¡Esta chica! ¡Marilyn Monroe!
El Dramaturgo descubrió, sorprendido y luego desilusionado, que sus padres no habían simpatizado con su primera esposa, Esther. Después de veintitantos años de pobre Esther, que les había dado unos nietos a los que adoraban. Esther, que era judía y con unos antecedentes familiares parecidos a los suyos. Mientras que Norma (Marilyn Monroe) era la
shiksa
rubia por antonomasia.
Pero se conocieron en 1956, no en 1926. En la cultura judía y en el mundo habían cambiado muchas cosas durante los años transcurridos.
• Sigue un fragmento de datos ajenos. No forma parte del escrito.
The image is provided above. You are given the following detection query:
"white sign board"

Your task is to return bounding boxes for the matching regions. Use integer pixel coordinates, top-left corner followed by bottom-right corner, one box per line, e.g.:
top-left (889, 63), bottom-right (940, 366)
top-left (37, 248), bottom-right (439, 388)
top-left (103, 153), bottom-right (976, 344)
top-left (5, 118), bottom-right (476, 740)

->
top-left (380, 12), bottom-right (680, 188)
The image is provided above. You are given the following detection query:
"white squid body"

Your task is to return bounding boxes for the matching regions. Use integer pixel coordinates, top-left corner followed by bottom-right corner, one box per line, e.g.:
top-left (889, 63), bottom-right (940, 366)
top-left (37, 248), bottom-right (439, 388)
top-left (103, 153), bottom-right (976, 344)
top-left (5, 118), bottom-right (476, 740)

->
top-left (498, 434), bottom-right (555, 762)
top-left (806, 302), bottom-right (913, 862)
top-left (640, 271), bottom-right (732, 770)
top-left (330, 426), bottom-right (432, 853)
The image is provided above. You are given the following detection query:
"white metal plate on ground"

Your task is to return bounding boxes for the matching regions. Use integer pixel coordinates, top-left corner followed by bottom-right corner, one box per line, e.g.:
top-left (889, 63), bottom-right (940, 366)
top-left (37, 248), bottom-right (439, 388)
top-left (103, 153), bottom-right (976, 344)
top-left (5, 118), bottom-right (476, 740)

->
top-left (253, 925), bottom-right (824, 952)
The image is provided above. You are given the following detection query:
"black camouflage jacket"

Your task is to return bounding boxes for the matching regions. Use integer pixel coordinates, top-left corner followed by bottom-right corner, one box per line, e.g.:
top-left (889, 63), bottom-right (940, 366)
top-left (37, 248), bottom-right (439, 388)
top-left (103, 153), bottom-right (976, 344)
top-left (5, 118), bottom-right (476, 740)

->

El Dramaturgo había advertido que, como ya le había señalado Max Pearlman, las mujeres solían simpatizar con Norma, totalmente lo contrario de lo que se esperaba. Lo previsible eran celos, envidia, hostilidad; por el contrario, las mujeres hacían gala de un curioso parentesco con Norma, o con Marilyn; ¿sería posible que las mujeres la mirasen a ella y se vieran hasta cierto punto a sí mismas? ¿Una forma idealizada de ellas mismas? Un hombre podía sonreír ante un malentendido semejante. Un espejismo, o una confusión. Pero ¿qué sabe un hombre? Si alguien se oponía a Norma, lo más probable era que fuese un hombre; un hombre sexualmente atraído por ella pero lo bastante sabio para comprender que ella lo rechazaría. El Dramaturgo sabía mucho de las irónicas estrategias que urdía el orgullo masculino amenazado.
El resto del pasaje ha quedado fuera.